The Detective Who Is the Hero
The success of Chkhartisvili’s books is startling since in his books, unlike most other Russian crime novels today, none contain sexual encounters, fights are infrequent, and the language is clean – even pristine. The author has carefully crafted the books using the style of 19th century Russian prose. Every book in the series is dedicated “To the nineteenth century, when literature was great, the belief in progress boundless, and crimes were committed and solved with elegance and taste.”
The hero of the Akunin detective series is a master sleuth who was orphaned at the age of 19 when his father, a bankrupt nobleman, died. The detective is Erast Fandorin, a bright, hardworking young man who is afraid of no one; Fandorin is also a fitness enthusiast who practices Japanese martial arts, which saves him on several occasions. The fact that this trait mirrors the image of the popular president of Russia, Vladimir Putin, does not hurt book sales.

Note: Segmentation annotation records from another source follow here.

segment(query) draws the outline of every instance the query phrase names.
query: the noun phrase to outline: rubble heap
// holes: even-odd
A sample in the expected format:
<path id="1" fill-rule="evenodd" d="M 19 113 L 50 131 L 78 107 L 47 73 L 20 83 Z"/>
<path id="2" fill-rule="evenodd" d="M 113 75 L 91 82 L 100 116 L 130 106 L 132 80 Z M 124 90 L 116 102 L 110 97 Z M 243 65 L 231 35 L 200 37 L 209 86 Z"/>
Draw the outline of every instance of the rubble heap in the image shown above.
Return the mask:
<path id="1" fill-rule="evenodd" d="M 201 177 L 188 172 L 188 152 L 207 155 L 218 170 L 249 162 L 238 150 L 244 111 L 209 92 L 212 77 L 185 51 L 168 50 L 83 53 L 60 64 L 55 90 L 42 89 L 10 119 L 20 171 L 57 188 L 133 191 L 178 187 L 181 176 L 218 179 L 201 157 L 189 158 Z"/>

Literary critics have debated endlessly about the author’s intent in writing these detective novels, and the fact that they are set in the context of the last three decades of the 19th century has raised the question of whether or not this time period is being used as a “distant mirror” – a time in history that in some key aspects is similar to what the country is now experiencing. Leon Aron has argued that Chkhartishvili “seems to have constructed his hero as a living antithesis to every negative stereotype of the Russian intelligentsia.” Fandorin is “practical, pragmatic, attentive to detail, energetic, competent, physically fit and disciplined.” As a detective, he makes it clear that he does not serve the chief of police in Moscow or the Moscow mayor or, for that matter, the Tsar. Like the Russian writer, Anton Chekhov, who Chkhartishvili admires, the hero Fandorin practices four virtues on a daily basis: decency, dignity, competence and hard work.
A Literary Phenomena
This detective series includes eleven Fandorin novels, and their estimated sales are more than 10 million copies in Russia. Four of these novels (The Winter Queen, Murder on the Leviathan, The Turkish Gambit, and The Death of Achilles) have been published in English as of this date, and you might find them to be fascinating reading. They will take some adjustment on the reader’s part, though; they are not detective stories like those written by popular American writers, John Grisham or John Lescroart, whose books I enjoy. The prose style and the 19th century context for the mysteries is attractive if you appreciate this genre and enjoy studying history. I have read two of the Fandorin tales and will read more.
What I think about, when reading these books, is whether or not their popularity will lead to changes in Russian society. As Leon Aron noted, Fandorin’s ideals are precisely what is required in Russia today – “work hard, be honest, do not take bribes, pay taxes, be creative, take risks, abide by laws and force others to do so.”